Ich habe alkoholfreien Wein bisher gemieden, da er mir in keiner Weise das Erlebnis eines echten Weins bot – er schmeckte eher wie Traubensaft, säuerlich und ohne das Mundgefühl, das einen großen Teil der sensorischen Eigenschaften von Wein ausmacht. Das Mundgefühl entsteht maßgeblich durch den Alkohol, und es war – bis jetzt – schwierig, ein Produkt zu entwickeln, das echte Weinkenner zu schätzen wissen.

Mehr gute Alternativen
Das Gleiche gilt für Spirituosen. Immer mehr Hersteller schaffen es, ein authentisches Trinkerlebnis mit Gin, Rum oder Whisky zu kreieren – vielleicht nicht pur, aber in Cocktails verleihen sie dem Getränk die nötige Geschmackstiefe, um vom Kindergetränk zum Genussmittel mit kulinarischen Qualitäten zu werden.

Manche Hersteller arbeiten – ähnlich wie beim Wein – mit alkoholfreien Spirituosen, während andere sogar aufregende, spirituosenähnliche Getränke mit Kräuter- und Holzextrakten herstellen. Diese verleihen ihnen das richtige Mundgefühl, das beispielsweise einen guten Whisky oder Cognac auszeichnet.

Das führt uns zu einer spannenden Vielfalt an Getränken, die keine alkoholfreien Varianten des Originals sind, sondern eigenständige Geschmacksrichtungen darstellen. Eines der beliebtesten dieser Getränke in den letzten Jahren ist Kombucha – ein fermentiertes Teegetränk, das durch die Symbiose von Bakterien und Hefen, besser bekannt als Scoby, entsteht.

Kombucha erfreut sich in Dänemarks gehobener Gastronomie großer Beliebtheit und gilt als Weiterentwicklung verschiedener Säfte. Im Vergleich zu frischem Saft oder herkömmlichem Tee ist Kombucha säuerlicher und komplexer im Geschmack. Die Vielfalt an Varianten ist enorm, je nach gewähltem Tee und den hinzugefügten Gewürzen, Kräutern und Früchten.

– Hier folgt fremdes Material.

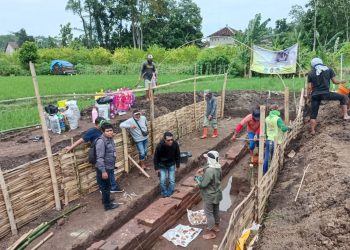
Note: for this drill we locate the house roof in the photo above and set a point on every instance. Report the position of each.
(227, 31)
(14, 45)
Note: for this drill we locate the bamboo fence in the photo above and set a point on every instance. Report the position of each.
(252, 208)
(29, 186)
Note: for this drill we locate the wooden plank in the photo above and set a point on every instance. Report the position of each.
(46, 138)
(8, 204)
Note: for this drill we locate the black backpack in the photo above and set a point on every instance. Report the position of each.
(92, 157)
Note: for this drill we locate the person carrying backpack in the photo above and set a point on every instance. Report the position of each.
(106, 156)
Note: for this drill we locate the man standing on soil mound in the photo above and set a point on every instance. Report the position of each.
(166, 160)
(253, 126)
(210, 117)
(137, 126)
(89, 137)
(209, 182)
(318, 85)
(106, 156)
(274, 128)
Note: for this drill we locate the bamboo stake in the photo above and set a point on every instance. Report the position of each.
(125, 145)
(302, 180)
(42, 241)
(286, 105)
(8, 204)
(261, 159)
(223, 96)
(195, 96)
(46, 138)
(151, 102)
(138, 166)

Viele Menschen haben sich von der Idee inspirieren lassen, Kombucha selbst herzustellen. Die allgemeine Begeisterung für das säuerliche Getränk, dem zudem viele gesunde Bakterien für die Darmflora nachgesagt werden, hat zu einem großen kommerziellen Erfolg geführt.

Zu den besten Herstellern in Dänemark zählt Copenhagen Kombucha, gegründet 2019. Das Unternehmen bietet eine breite Palette an Kombucha-Sorten an, von leichten und frischen Aperitifs bis hin zu kräftigeren, dunklen Varianten, die gut zu stärkeren Getränken passen.

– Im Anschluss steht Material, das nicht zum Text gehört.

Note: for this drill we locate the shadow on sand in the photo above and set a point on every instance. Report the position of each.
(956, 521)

Ebenso findet sich kohlensäurehaltiger Tee, ein fermentiertes Getränk, das mit verschiedenen Gewürzen und Kräutern verfeinert wird. Die prickelnden Tees sind wirklich gute Alternativen zu Champagner, Cava und anderen Schaumweinsorten, und die besten Hersteller sind durchaus in der Lage, ein komplexes prickelndes Getränk herzustellen,

Hier in Dänemark ist Copenhagen Sparkling Tea seit Jahren ein Vorreiter in diesem Segment (nicht nur bei alkoholfreien Varianten). Besonders hervorheben möchte ich Acala aus Litauen, die exzellenten Bio-Sprudeltee herstellen.

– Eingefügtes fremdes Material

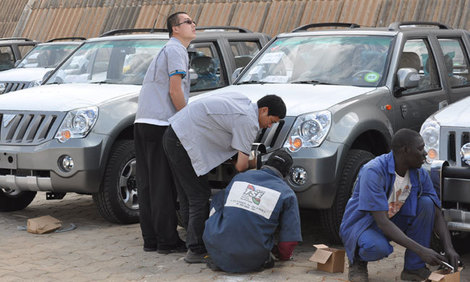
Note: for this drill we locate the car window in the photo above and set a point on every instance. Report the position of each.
(417, 55)
(46, 56)
(206, 63)
(342, 60)
(6, 58)
(25, 49)
(113, 61)
(456, 61)
(243, 52)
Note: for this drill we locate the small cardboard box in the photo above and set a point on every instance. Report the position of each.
(328, 259)
(443, 275)
(43, 224)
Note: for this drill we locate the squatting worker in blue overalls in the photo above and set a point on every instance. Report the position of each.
(394, 200)
(164, 92)
(239, 233)
(204, 134)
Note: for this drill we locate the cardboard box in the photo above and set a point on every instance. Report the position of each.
(328, 259)
(443, 275)
(43, 224)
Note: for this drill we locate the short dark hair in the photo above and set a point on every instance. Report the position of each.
(172, 20)
(280, 160)
(404, 138)
(275, 105)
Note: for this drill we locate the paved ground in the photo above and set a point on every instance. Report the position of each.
(97, 250)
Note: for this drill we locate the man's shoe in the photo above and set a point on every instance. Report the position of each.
(358, 271)
(179, 248)
(192, 257)
(416, 274)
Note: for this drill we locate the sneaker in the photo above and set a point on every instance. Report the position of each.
(192, 257)
(358, 271)
(416, 274)
(179, 248)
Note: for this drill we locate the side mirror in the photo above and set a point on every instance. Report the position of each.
(408, 78)
(236, 73)
(46, 75)
(193, 77)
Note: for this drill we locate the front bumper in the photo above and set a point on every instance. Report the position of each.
(36, 168)
(453, 187)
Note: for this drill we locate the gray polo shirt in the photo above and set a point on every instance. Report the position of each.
(155, 105)
(212, 129)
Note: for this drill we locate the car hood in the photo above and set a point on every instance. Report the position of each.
(23, 74)
(456, 114)
(64, 97)
(299, 98)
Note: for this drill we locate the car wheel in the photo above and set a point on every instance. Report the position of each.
(12, 200)
(117, 199)
(331, 218)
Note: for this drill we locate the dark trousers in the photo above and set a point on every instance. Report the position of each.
(193, 191)
(373, 245)
(155, 187)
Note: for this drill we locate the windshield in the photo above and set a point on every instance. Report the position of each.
(112, 61)
(342, 60)
(47, 56)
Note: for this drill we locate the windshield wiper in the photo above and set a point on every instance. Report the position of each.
(251, 82)
(312, 82)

Abseits der üblichen Kategorien: Das Spannende an der gesamten Bewegung alkoholfreier Getränke ist, dass viele Produkte so neu sind, dass sie sich keiner Kategorie eindeutig zuordnen lassen. Ein gutes Beispiel dafür ist die Copenhagen-Serie Muri, die dank ihrer äußerst komplexen und kreativen Drinks, die auf verschiedenen Fermentationsverfahren basieren und so einzigartige Geschmackserlebnisse schaffen, auch in den besten Restaurants des Landes beliebt geworden ist.

Eine der neuesten Kreationen von Muri ist die Koji Rice Series 2, die auf der japanischen Koji-Fermentation basiert, bei der Reis durch Kontakt mit einer Pilzspore fermentiert wird.